Еще в 1712 году Лейбниц писал Петру: «Провидение, по-видимому, хочет, чтобы наука обошла кругом весь земной шар и теперь перешла в Скифию, и потому избрало Ваше Величество орудием, так как Вы можете и из Европы и из Азии взять лучшее и усовершенствовать то, что сделано в обеих частях света» [34].
Г. Лейбниц оказался весьма настойчивым советчиком. Он неоднократно писал Петру об организации Академии, специально, чтобы обсудить этот вопрос, встречался с ним в Торгау-на-Эльбе (1711), в Карлсбаде (1712), в Пирмонте (1716). Действовал он явно от избытка энтузиазма, опираясь лишь на общие соображения о полезности науки для развития государства и абсолютно не представляя российских реалий [35]. Торопил Петра и Ф.С. Салтыков, отправленный царем в 1711 г. во Францию, Голландию и Англию, откуда и сообщал о всех «полезностях», кои могли продвинуть реформы Петра [36].
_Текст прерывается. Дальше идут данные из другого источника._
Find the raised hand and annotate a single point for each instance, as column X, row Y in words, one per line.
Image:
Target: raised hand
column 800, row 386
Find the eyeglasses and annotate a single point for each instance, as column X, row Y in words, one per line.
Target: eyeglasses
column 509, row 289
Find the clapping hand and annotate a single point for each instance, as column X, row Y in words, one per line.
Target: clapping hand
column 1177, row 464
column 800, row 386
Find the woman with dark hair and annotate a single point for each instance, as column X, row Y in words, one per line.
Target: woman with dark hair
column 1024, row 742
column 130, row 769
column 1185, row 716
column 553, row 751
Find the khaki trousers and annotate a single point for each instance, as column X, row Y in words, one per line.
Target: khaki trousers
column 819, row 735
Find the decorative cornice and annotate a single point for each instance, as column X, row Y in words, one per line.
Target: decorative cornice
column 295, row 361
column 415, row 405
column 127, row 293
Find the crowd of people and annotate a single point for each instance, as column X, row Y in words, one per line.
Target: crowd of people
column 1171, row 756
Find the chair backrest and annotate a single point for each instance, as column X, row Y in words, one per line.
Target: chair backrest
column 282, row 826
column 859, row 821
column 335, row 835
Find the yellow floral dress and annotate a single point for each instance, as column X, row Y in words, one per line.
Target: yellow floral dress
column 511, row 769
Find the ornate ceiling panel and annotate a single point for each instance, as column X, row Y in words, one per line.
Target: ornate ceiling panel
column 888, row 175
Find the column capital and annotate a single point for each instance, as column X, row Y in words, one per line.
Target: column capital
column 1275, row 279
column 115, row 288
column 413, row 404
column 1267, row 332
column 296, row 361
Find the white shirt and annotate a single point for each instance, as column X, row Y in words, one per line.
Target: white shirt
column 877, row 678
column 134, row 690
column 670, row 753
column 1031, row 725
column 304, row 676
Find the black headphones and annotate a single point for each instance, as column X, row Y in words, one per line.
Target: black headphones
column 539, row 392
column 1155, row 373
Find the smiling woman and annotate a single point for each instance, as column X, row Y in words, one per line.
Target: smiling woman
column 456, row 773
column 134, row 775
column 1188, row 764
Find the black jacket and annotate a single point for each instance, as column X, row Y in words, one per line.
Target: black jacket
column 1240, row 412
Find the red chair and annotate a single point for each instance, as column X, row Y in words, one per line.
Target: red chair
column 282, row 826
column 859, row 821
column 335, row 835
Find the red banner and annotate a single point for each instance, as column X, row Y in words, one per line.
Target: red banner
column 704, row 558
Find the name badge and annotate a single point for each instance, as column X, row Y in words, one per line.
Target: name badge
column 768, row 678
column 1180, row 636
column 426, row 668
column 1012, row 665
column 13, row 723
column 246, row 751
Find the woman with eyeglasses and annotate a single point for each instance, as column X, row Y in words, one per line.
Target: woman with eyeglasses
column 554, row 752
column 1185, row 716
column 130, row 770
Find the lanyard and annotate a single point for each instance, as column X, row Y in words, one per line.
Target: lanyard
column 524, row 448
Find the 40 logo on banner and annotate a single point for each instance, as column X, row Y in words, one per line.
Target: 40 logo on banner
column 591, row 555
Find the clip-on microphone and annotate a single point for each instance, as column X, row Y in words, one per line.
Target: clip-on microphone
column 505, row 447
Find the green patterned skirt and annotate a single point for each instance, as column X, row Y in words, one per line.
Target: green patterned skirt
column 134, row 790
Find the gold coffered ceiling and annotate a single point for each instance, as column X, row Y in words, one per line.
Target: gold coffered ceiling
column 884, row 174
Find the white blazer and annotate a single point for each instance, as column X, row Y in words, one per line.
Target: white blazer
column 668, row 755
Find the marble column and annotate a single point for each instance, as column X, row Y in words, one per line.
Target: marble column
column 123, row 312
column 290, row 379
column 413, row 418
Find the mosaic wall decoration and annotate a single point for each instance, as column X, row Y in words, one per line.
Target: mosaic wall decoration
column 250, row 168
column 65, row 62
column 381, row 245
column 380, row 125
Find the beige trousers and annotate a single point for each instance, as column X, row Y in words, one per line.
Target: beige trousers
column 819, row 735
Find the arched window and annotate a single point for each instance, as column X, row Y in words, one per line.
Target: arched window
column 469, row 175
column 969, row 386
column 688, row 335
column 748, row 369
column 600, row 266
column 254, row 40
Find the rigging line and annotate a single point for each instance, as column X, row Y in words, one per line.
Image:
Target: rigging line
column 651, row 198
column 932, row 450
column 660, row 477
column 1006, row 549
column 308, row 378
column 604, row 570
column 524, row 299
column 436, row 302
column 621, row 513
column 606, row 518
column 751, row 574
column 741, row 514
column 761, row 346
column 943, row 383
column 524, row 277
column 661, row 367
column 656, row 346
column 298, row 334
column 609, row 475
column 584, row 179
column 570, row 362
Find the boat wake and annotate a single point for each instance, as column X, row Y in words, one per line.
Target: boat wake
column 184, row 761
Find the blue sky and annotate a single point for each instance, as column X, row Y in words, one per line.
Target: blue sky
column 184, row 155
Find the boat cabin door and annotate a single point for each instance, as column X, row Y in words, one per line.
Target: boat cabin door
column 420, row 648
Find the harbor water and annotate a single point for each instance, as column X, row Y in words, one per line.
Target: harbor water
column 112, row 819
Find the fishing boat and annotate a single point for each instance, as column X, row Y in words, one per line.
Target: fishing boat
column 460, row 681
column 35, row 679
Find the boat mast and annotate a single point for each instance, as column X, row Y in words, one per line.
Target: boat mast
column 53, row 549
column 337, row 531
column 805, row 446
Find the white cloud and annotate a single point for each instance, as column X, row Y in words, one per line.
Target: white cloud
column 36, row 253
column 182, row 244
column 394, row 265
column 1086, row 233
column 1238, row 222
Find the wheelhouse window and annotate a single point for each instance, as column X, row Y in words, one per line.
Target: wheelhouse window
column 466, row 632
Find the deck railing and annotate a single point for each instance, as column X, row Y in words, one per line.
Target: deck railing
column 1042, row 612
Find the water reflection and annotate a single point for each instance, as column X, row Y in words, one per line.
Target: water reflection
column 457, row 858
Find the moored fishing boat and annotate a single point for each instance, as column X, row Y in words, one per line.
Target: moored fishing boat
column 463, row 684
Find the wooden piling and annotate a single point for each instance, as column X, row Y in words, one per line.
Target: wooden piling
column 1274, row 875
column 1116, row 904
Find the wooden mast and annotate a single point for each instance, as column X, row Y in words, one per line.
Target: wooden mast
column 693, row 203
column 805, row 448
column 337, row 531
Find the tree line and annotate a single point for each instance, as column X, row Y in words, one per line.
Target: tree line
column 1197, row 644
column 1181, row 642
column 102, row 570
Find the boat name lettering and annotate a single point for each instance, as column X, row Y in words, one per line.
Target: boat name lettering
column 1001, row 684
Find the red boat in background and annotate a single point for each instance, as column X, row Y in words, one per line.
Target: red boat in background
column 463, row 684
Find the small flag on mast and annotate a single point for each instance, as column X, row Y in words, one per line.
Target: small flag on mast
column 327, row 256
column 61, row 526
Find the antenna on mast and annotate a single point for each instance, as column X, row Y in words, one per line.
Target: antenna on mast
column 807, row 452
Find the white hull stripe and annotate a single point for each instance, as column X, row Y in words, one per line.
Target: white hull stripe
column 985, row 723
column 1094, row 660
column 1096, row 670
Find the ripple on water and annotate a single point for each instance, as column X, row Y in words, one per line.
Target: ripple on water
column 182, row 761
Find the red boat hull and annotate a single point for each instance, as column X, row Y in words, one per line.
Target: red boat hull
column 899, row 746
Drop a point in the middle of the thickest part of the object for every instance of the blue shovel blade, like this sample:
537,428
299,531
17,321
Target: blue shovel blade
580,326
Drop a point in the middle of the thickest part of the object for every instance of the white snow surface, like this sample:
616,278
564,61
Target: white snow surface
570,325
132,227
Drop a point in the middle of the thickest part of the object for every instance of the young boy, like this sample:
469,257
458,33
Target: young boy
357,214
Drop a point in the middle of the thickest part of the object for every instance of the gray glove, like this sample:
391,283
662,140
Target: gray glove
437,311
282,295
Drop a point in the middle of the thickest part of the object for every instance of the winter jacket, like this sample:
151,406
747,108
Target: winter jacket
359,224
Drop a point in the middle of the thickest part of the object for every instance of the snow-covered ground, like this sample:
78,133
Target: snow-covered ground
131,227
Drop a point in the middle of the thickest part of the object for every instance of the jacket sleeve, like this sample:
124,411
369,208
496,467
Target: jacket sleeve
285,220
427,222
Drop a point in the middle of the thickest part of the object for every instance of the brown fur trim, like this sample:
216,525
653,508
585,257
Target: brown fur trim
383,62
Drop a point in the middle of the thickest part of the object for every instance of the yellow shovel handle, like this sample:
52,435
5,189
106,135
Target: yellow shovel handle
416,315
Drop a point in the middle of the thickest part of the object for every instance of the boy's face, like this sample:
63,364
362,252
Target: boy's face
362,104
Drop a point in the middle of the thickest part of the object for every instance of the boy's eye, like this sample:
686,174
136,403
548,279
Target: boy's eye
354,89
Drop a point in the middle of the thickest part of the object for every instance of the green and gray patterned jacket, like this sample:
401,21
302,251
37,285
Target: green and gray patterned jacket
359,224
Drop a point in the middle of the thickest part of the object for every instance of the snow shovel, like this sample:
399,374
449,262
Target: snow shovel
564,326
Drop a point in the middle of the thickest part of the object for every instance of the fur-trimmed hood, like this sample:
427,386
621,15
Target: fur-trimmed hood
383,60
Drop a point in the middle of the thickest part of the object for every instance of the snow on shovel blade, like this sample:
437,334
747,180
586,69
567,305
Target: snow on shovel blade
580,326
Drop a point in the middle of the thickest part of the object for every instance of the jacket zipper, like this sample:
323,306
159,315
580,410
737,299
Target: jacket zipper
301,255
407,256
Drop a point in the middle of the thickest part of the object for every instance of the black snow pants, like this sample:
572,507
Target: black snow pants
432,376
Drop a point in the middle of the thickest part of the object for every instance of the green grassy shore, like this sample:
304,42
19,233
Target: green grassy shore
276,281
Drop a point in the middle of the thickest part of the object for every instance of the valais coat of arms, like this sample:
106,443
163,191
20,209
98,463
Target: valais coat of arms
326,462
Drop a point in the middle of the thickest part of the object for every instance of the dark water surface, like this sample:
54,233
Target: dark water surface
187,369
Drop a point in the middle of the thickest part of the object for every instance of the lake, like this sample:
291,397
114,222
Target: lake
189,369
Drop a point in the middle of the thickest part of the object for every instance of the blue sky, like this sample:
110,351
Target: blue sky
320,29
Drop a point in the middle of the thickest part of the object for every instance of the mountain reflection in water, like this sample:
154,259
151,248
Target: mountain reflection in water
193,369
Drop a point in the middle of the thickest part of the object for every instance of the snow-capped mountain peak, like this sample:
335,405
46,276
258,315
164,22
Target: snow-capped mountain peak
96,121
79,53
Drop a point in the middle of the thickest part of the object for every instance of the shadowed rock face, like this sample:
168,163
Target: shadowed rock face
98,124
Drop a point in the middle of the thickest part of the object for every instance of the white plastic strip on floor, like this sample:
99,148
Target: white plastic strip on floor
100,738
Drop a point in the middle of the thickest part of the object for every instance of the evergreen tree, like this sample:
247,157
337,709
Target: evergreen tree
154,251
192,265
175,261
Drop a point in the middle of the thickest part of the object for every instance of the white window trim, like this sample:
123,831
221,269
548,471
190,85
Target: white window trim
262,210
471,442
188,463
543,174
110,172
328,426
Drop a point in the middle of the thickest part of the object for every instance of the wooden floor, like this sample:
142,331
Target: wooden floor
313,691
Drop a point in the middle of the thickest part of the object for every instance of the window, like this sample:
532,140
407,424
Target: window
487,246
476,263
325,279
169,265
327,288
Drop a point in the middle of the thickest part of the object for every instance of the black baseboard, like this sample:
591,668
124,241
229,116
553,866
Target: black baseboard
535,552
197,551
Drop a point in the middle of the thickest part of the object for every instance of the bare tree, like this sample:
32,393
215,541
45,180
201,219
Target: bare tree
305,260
В 1717 г., будучи во Франции, Петр I посетил Колледж Мазарини и Парижский университет. Беседовал с астрономом Ж. Кассини, математиком П. Вариньоном, географом Г. Делилем. 19 июня он участвовал в экстраординарном собрании Парижской Академии наук, почетным членом которой его, кстати, избрали 22 декабря того же года [37].
Как и следовало ожидать, нетерпение Петра взяло верх. На поданной ему 11 июня 1718 г. записке Г. Фика под названием «О нетрудном воспитании и обучении росийских младых детей, чтобы оных в малое время в совершенство поставить», Петр начертал на полях: «Зделать Академию. А ныне приискать из русских, хто учен и к тому склонность имеет. Также начать переводить книги: юриспруденцию и протчии к тому» [38].
Однако шедшая в те годы Северная война отнимала все силы царя и все финансовые ресурсы государства. Было не до науки. Но как только в 1721 г. она закончилась, да к тому же полной победой русского воинства, Петр смог сосредоточиться и на проблемах нау-ки.
В феврале 1721 г. Петр Великий [39] отправляет своего библиотекаря И.Д. Шумахера во Францию, Германию, Голландию и Англию с целью «приискания» ученых, пожелавших бы перебраться для работы в Петербург. В отчете царю Шумахер назвал имена более 50 человек, с которыми он завязал «корреспонденцию» [40]. В результате более 10 человек приняли предложение русского царя.
Что можно сказать: наша национальная наука зарождалась в безграмотной стране за счет процесса, который сейчас называется «утечкой умов». Только тогда европейские умы «текли» в направлении России.